Ana içeriğe atla

Zerreden Küreye - I: Cansızdan Canlıya Yaratılışın Sırrı


Zerreden Küreye - I: Cansızdan Canlıya Yaratılışın Sırrı


1. 

Atomaltı Dünyadan Başlayan Yolculuk

Evrenin en küçük yapıtaşları atomaltı parçacıklardır. Bunlar arasında en bilinenleri:


  • Kuarklar (proton ve nötronları oluşturur)
  • Leptonlar (elektron gibi parçacıklar)
  • Gluonlar (kuvvet taşıyıcıları)


Bu parçacıklar aralarında dört temel kuvvet sayesinde düzenli bir sistem oluştururlar:


  • Güçlü kuvvet: Kuarkları ve çekirdekleri bir arada tutar.
  • Zayıf kuvvet: Radyoaktif dönüşümlerde rol alır.
  • Elektromanyetik kuvvet: Elektronları çekirdeğe bağlar.
  • Kütleçekim kuvveti: Büyük yapılar arasında etkilidir.


Bu sistemde şaşmaz bir ölçü, denge ve yasaya bağlılık vardır. Ayetle söyleyelim:


“Biz her şeyi bir ölçüyle yarattık.” (Kamer 49)




2. 

Atomların Kimyasal Akrabalığı

Atomlar, bu kuvvetlerin etkisiyle molekülleri oluşturur. Örneğin:


  • H + H + O = Su (H₂O)
  • C + H + O + N = Aminoasit



Bu moleküller daha sonra:


  • Proteinleri,
  • Nükleik asitleri (DNA, RNA),
  • Hücre zarını,
  • Organelleri oluşturur.



Ancak bu birleşimler hâlâ cansızdır. En gelişmiş molekül bile bilinçli davranış gösteremez.



3. 

Canlılık Nerede Başlar?

Canlı hücrelerin özellikleri:


  • Bilgi taşır (DNA)
  • Enerji üretir (mitokondri)
  • Hareket eder (kas hücreleri, sperm)
  • Karar verir gibi davranır (bağışıklık sistemi)
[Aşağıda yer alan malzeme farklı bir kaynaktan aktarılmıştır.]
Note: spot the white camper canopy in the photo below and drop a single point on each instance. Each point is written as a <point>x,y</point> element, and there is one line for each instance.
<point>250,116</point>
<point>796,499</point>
Bu özellikler hiçbir atomda veya molekülde tek başına yoktur. O halde soru:


“Cansızların birleşiminden canlılık nasıl doğar?”


Bilim bu konuda çaresizdir. “Emergent (ortaya çıkan)” der ama neden çıktığını açıklayamaz. Oysa Kur’an cevap verir:


“Sonra ona biçim verdi ve ona ruhundan üfledi…” (Secde 9)


Canlılık, Ruh ile başlar. Ruh ise bir yaratılış mucizesidir. O bir programdır ama aynı zamanda Allah’ın kudret ve iradesinin tecellisidir.



4. 

Kelam İlmi Açısından: Mümkün Varlık – Vacip Varlık

Kelamcılar şöyle der:


  • Atomlar, mümkün varlıklardır.
  • Cansızdırlar, canlılığı zatlarında taşımazlar.
  • Yaratılmıştırlar, kendi varlıklarını sürdüremezler.


O halde:


“Her şeyin üstünde, onları var eden ve yöneten bir kudret olmalıdır.”


Bu Kudret, Vacibü’l-Vücûd olan Allah’tır.


“Her şey helak olucudur; O’nun Zâtı müstesna.” (Kasas 88)



5. 

Modern Bilim Neyi Gösterdi?

  • Kuantum mekaniği: Maddenin belirsizliğini ve ölçülmeden varlık kazanamadığını ortaya koydu. Bu, yaratılışın tercih ile olduğunu gösterir.
  • Entropi: Cansız sistemlerin düzensizliğe gittiğini, düzenin ise dışarıdan bir müdahale gerektirdiğini gösterdi.
  • Genetik kod: Rastgele değil, bilgi taşıyan bir sistemdir. Bilgi ise maddede yoktur, irade ve bilinç gerektirir.




6. 

Sonuç: Cansızdan Canlıya Geçiş Bir Yaratılış Ayetidir

Hiçbir atom “canlı olacağım” demez.

Hiçbir molekül “görev yapacağım” demez.

Ama bir araya gelip bir insanı oluştururlar.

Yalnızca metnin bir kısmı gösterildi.